Jerusalem Jerusalem droht eine schleichende Intifada

Jerusalem · Die Polizei sperrt nach einem Anschlag auf einen radikalen Rabbi zeitweilig den Tempelberg.

"Bist du Jehuda Glick?", fragte der Attentäter auf Hebräisch, aber mit arabischem Akzent. Als Glick, Rabbi und nationalreligiöser Aktivist der politischen Rechten, bejahte, eröffnete der Mann das Feuer. Vier Kugeln trafen Glick und verletzten ihn lebensgefährlich. Der Täter konnte zunächst fliehen. Doch wenig später erschoss eine Spezialeinheit der israelischen Polizei in Jerusalem den mutmaßlichen Attentäter, einen 32-Jährigen namens Moatas Hidschasi. Die Nachricht von seinem Tod löste schwere Unruhen in Ost-Jerusalem aus. Daraufhin sperrten die Sicherheitskräfte erstmals seit Jahren den Tempelberg vorübergehend für alle Besucher.

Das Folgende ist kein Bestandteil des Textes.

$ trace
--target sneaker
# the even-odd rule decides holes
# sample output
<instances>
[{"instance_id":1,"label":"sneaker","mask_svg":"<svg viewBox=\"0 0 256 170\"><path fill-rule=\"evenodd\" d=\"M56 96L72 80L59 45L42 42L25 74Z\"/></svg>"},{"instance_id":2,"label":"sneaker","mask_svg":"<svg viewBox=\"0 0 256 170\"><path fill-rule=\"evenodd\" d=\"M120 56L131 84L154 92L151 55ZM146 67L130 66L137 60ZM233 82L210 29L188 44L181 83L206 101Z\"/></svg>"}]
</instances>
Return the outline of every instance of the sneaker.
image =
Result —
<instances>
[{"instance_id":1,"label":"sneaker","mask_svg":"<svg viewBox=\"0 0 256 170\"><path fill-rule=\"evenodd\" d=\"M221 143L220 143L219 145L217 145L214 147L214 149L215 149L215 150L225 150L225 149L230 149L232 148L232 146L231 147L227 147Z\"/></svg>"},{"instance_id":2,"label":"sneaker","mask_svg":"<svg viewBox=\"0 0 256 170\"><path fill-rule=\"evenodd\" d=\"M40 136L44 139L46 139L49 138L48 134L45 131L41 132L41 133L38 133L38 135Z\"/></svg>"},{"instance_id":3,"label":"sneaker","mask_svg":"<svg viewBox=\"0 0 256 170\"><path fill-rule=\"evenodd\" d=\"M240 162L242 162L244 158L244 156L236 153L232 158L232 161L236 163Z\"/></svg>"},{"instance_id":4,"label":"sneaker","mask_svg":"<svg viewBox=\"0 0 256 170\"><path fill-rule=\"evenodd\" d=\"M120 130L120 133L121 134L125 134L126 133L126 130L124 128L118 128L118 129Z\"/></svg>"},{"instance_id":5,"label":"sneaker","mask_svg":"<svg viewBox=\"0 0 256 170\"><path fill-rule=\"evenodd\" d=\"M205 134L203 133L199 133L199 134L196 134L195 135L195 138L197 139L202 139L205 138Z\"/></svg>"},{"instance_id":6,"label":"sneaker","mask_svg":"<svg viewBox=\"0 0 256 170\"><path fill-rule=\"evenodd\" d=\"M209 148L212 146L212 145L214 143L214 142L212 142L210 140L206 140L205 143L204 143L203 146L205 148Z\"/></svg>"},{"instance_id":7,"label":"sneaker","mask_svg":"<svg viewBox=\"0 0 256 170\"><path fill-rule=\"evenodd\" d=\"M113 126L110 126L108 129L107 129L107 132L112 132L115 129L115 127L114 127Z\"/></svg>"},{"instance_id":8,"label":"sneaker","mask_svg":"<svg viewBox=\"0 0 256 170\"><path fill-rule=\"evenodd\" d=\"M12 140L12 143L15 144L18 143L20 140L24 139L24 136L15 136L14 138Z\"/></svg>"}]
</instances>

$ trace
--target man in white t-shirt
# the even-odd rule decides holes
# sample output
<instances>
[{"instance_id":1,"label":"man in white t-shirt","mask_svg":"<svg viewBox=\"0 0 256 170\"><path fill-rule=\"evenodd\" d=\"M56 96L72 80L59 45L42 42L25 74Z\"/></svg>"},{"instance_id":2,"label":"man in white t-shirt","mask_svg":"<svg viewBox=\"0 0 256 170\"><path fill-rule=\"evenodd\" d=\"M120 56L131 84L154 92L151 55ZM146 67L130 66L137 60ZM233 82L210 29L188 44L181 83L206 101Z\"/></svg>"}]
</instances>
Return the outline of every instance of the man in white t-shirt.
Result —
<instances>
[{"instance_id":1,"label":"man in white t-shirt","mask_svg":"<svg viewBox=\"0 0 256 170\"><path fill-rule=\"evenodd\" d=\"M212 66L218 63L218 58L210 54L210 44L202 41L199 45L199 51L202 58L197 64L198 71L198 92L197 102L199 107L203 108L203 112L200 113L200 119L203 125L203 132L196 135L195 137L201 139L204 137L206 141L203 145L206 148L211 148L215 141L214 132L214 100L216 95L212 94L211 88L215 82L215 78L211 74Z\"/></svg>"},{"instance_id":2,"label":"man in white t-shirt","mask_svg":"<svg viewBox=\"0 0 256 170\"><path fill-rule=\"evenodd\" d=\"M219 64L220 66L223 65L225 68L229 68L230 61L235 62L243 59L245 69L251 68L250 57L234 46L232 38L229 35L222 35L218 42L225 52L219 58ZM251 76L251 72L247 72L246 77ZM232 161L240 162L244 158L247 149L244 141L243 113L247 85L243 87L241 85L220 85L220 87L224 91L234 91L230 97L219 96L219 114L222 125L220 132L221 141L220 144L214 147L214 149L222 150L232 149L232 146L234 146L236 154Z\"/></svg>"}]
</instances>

Immer wieder kommt es hier zu Auseinandersetzungen. Die Frage, wer die Oberaufsicht behalten soll, ist einer der Knackpunkte bei den nahöstlichen Friedensverhandlungen. Die Zugänge zum Gelände des Tempelberges stehen unter strikter Sicherheitskontrolle der israelischen Armee. Für das Gelände selbst ist die Wakf zuständig, eine Stiftung islamischen Rechts, wobei das letzte Wort beim jordanischen Königshaus liegt. Wichtiger Grund für die sich seit Wochen zuspitzenden Spannungen in Jerusalem ist der Versuch von radikal-jüdischen Gruppen, das alleinige Gebetsrecht von Muslimen auf dem Tempelberg zu durchbrechen.

Online-Berichten des Radiosenders Arutz 7 zufolge, der der Siedlerbewegung nahesteht, hatte das Anschlagsopfer Glick mehrmals wegen Morddrohungen bei der Polizei vorgesprochen. Der Sender berichtete über Internet-Seiten des Islamischen Dschihad, die Fotos von Glick zeigten und ihn als "Siedler-Anführer" bezeichneten, der eine "Masseninvasion" plane, um "mit Tausenden Juden die Muslime vom Tempelberg zu vertreiben". Die israelische Zeitung Haaretz zitierte einen Sprecher der Extremistenorganisation, der den Mordversuch an dem jüdischen Aktivisten begrüßte.

Der Mordversuch an Glick heizt die ohnehin schon äußerst angespannte Lage weiter an. Seit dem Mord an dem 16-jährigen Palästinenser Mohammed Abu Khdeir durch radikale Juden vor vier Monaten kommt die Stadt nicht zur Ruhe. Als "schleichende Intifada" bezeichnete der israelische Sender Channel 10 die unablässige Gewalt in der Stadt. Fast jede Nacht kommt es zu Angriffen von Arabern gegen Juden und von Juden gegen Araber. Die Polizei ist offenbar machtlos. Bürgermeister Nir Barkat forderte, man müsse Drohnen zur Überwachung einsetzen, um die Rädelsführer dingfest zu machen.